4. Can you take ABSTRAL and CHEMET together?

No direct drug-drug interaction has been formally documented between ABSTRAL and CHEMET in current clinical databases. However, individual patient risk factors including other medications, organ function, and comorbidities should always be evaluated by a qualified healthcare provider.

5. Are ABSTRAL and CHEMET safe during pregnancy?

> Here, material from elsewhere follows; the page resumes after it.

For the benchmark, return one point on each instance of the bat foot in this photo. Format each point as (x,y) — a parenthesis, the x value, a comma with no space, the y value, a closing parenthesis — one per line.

The maternal-fetal safety profiles differ. ABSTRAL is classified as Category C. FDA Pregnancy Category C. First trimester: Inadequate human data; opioid analgesics are not associated with major malformations but may cause neural tube defects at high doses in a. CHEMET is classified as Category C. FDA Pregnancy Category C. First trimester: No adequate studies, but animal studies show fetal resorption at maternally toxic doses, risk cannot be excluded. Second and third trimes. Always consult a maternal-fetal medicine specialist before taking either drug during pregnancy or lactation.